Various panelists referred to Italy – such as for example the chief economist of the KFW Dr. Zeuner who pointed to the fact that Italy at present is in difficult situation. Enrico Letta, former Prime Minister of Italy, in a keynote spoke about a certain “integration fatigue”. Asked about what had happened in Italy and about the reason why Italy, which was once the most pro-European, is where it is now, he said: “If you take the results of the Italian elections in March and the French elections (49% in France voted for the populists; in Italy 49% voted for the populists) we had a Euro crisis and sovereign debt crisis with a tremendous impact on youth unemployment, producing ‘social fatigue’ and a migrant crisis, which brought about a mix of anti- establishment mood.” He also remarked that in Italy Euro funds were used to “cover expenses” rather than for investments. “We need to think in investment terms, which is why Meseberg was important!” Letta said. He further remarked that “Germany didn’t pay any euro for Italy.” “The key is how to invest at a European level.”
Christian Sewing, the new chairman of the Deutsche Bank AG, underlined that — faced with new geostrategic challenges and war “we need a sense of urgency, and that strengthening Europe is key. What we need is a real vision how to compete. We need to bring out a vision in the young people, who don’t know what Europe stands for. What is the interest of people in Europe? Having a job, security, migration, health and healthy environment. Hence you need a vision that unites the people.” Pierre Heilbronn , Vice President ERBD, pointed during the discussion to a missing link in Meseberg, namely that aside security, Euro and Migration the missing link is a “European Marshall plan for Africa and the Mideast that is capable to build bridges.” While Dr. Norbert Roettgen (MDB) spoke about the need to create a “group of the willing” on the issue of migration. And the need to have a strategic vision vis- a -vis China and Russia.

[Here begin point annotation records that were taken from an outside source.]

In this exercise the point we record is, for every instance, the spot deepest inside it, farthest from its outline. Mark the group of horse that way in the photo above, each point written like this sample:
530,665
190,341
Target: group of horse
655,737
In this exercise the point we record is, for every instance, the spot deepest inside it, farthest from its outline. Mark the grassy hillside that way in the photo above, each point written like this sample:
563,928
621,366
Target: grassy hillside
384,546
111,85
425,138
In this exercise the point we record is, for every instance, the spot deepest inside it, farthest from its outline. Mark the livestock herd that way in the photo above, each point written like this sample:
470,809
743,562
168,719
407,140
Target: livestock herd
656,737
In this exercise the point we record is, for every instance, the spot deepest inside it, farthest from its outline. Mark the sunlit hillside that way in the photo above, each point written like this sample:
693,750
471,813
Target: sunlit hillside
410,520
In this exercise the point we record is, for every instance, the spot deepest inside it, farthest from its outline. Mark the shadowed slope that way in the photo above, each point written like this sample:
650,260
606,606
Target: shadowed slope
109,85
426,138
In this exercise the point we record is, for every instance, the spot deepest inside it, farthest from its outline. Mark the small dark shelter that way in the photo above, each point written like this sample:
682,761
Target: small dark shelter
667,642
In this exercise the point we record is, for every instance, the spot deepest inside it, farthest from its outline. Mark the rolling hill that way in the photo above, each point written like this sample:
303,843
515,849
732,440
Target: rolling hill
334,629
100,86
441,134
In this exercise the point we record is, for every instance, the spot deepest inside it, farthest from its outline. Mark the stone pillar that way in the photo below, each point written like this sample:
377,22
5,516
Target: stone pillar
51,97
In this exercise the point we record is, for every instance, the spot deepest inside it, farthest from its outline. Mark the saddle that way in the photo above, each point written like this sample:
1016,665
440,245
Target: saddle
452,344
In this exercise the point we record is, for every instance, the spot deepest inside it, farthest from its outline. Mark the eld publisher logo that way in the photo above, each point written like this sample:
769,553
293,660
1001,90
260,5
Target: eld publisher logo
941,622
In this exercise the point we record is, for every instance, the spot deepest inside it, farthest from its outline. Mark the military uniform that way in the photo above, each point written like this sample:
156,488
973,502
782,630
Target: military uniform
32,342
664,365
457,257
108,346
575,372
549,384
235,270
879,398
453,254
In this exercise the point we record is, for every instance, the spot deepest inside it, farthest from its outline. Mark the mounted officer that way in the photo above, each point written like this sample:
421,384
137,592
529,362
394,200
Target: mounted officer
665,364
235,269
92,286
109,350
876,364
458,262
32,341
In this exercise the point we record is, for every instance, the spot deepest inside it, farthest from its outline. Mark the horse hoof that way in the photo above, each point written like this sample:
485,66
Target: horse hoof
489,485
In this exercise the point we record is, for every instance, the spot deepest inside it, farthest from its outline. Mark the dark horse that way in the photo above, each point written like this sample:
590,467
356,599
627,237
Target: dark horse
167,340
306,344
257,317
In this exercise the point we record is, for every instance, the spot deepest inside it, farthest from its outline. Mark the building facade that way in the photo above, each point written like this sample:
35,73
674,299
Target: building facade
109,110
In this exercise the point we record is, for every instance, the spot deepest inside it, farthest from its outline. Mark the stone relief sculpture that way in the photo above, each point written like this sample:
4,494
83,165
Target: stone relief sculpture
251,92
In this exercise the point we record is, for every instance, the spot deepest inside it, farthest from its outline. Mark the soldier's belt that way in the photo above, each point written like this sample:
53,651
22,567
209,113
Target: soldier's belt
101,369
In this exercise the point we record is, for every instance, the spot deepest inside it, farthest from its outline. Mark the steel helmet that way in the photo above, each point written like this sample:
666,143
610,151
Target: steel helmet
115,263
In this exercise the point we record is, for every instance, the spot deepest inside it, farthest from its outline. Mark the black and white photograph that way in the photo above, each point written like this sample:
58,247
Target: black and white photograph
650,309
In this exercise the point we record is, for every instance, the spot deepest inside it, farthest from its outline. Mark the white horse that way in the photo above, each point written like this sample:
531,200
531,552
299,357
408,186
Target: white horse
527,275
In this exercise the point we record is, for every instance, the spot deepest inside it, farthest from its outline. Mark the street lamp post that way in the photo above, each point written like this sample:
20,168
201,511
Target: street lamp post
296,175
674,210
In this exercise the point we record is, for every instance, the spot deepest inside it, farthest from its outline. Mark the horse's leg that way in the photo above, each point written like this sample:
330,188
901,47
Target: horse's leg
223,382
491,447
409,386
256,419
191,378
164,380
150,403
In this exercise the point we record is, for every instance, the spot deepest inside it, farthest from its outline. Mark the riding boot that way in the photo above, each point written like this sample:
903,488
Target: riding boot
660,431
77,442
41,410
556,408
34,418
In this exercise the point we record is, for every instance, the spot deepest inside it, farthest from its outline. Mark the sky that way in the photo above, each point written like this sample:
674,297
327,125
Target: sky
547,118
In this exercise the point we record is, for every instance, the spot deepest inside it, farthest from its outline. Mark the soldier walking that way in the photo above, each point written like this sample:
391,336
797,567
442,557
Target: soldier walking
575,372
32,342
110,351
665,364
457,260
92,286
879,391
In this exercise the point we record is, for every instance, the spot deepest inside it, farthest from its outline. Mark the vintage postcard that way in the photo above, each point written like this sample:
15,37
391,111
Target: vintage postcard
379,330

Looking at the conference in the context of the chaotic debate in Germany focussed on the the question how to handle migration, the words of German President F.W.Steinmeier should serve as guideline not only for the political class in Germany and Europe, but also for the bankers and economists that were present in Frankfurt. He essentially called for “reason” to prevail in the political debate. “Why should we demand reason in the political debate when on the highest political level in Germany and within the government we see a lack of restraint and reason?” he asked. His call for “reason” to prevail is important in the search for a Grand European design , that is based on a new industrial policy, a regulated banking union, development and social development based on solidarity and justice.